Arts & More
Tue January 8, 2013
Stamp collectors not worried about U.S. Postal Service decline
While your e-mail inbox may be overflowing, your mailbox is likely devoid of handwritten letters. Even so, stamp collectors are doing their best to keep the hobby alive.
It was a rainy and cool day outside the Kalamazoo Expo Center during the Stamp Expo, but it was alive inside with the buzz of stamp collectors warming themselves with Styrofoam cups of coffee. Stamp dealers watched the crowd traffic from behind their Plexiglas showcases as collectors hunted through their bins.
Everyone seems to have a different idea about what makes a stamp valuable. To Jayne Grenon of Otsonville, it’s all about the joy of the art.
“I don’t do it for the value of it, just the joy of collecting," says Grenon. "I collect world stamps.”
Grenon says it’s hard to get younger generations into stamp collecting.
“It’s very hard to encourage young people now because they have so many other things," she says. "It almost has to be inbred into them from relatives. I can’t even get my own grandchildren interested. The modern stuff, just today’s stuff.”
Jim Adams from Lansing has been dealing stamps for nearly 13 years; he says that most new collectors are middle aged.
“Usually in their mid-forties, and they were kind of exposed to it by a parent or grandparent when they were younger," says Adams. "And then they go through this whole period when they have no money, they’re in college, raising kinds, and around 45 or so for most people they have a little extra money because their kids have left the nest and I find a lot of new collectors are that age.”
Hartford’s Al Turner has been collecting stamps since he was a boy.
“Stamps are like all collectibles: condition, condition, condition. You can have something very old, but if it’s in poor condition it’s not worth very much,” says Turner. “Most stamps are not rare or even scarce because the government prints them by the millions or in this day and age, hundreds of millions.”
Turner says new stamps are great for stamp hobbyists because they are easily available. However, there is a difference between quantity and quality.
“Stamps that were made years ago were always engraved, so you’d get real nice impressions," he says.
Early stamps typically portrayed deceased historical figures. George Washington for example appears on more than 250 stamps. The first series of stamps to tell a story were those of the discovery of America, these were considered outrageous by congress but the people loved them. The same frenzy was true when pop culture icons were printed. According to stamps.org, Elvis Presley stamps alone brought in over 26 million dollars in revenue for the postal service. Turner:
Turner: “There are stamp auctions too; the items that are in those auctions can be very expensive. The most expensive United States stamp sells for quite a bit of money, almost a half a million dollars."

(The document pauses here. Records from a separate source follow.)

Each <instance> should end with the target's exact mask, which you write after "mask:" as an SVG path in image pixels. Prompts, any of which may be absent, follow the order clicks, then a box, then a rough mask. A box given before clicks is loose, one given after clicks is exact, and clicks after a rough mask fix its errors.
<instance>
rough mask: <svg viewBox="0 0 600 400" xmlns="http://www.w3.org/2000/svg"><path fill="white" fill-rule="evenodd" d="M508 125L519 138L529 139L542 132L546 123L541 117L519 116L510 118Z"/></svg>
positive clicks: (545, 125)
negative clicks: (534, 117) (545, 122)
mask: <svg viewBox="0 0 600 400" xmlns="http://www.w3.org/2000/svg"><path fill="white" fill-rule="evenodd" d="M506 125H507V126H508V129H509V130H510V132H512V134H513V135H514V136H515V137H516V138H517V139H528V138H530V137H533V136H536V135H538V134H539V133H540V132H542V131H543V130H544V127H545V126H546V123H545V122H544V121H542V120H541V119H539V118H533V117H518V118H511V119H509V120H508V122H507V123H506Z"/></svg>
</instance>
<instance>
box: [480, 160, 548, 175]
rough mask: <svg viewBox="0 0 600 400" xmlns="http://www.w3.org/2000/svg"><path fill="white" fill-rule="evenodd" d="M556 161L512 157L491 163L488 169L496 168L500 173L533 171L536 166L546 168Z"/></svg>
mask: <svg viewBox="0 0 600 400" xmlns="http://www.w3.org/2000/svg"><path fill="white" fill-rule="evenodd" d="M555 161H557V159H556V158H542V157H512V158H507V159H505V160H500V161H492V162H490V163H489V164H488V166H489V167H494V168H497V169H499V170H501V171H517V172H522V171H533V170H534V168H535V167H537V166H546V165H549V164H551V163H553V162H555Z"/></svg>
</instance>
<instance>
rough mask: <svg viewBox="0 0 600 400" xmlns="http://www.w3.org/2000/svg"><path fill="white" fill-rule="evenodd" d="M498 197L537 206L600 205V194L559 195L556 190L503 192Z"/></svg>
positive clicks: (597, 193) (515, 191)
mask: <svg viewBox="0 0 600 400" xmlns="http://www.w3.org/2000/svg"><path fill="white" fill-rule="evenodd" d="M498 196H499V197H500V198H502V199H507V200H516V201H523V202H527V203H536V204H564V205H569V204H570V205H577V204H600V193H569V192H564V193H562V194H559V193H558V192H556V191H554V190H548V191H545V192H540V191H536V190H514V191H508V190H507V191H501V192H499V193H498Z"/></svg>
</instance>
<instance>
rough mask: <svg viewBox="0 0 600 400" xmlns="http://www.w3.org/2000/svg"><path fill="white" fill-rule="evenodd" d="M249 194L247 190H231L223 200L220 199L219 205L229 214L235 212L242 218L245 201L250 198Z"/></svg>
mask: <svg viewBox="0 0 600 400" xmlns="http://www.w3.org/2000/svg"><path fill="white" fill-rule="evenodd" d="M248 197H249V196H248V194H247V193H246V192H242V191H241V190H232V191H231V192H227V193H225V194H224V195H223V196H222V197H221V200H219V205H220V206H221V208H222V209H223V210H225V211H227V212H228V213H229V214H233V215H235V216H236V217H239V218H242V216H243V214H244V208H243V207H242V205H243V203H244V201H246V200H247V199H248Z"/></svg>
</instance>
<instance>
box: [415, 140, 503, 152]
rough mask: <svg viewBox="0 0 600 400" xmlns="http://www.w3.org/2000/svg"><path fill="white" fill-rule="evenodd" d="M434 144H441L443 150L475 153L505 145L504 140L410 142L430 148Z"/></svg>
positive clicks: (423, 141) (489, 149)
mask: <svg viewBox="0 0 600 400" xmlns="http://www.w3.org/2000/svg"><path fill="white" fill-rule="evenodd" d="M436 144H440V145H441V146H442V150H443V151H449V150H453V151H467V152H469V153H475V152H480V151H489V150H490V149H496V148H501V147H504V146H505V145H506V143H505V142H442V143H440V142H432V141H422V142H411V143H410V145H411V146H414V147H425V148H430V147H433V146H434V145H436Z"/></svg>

Pelkey: "Do you know which stamp would sell for half a million dollars?"
Turner: "Oh yeah, everybody does, it’s the one with the airplane upside down.”
The Jenny, a popular Word War 1 aircraft, was depicted on some of the first postage stamps issued for airmail. During printing, one of the sheets was accidentally turned upside down and because planes were so new at that time, no one noticed the error with the image.
Kalamazoo stamp enthusiasts agree that how the post office fares will not affect their hobby. The Kalamazoo County Expo Center will hold the KazooPlex Stamp & Cover Show on April 27th and 28th.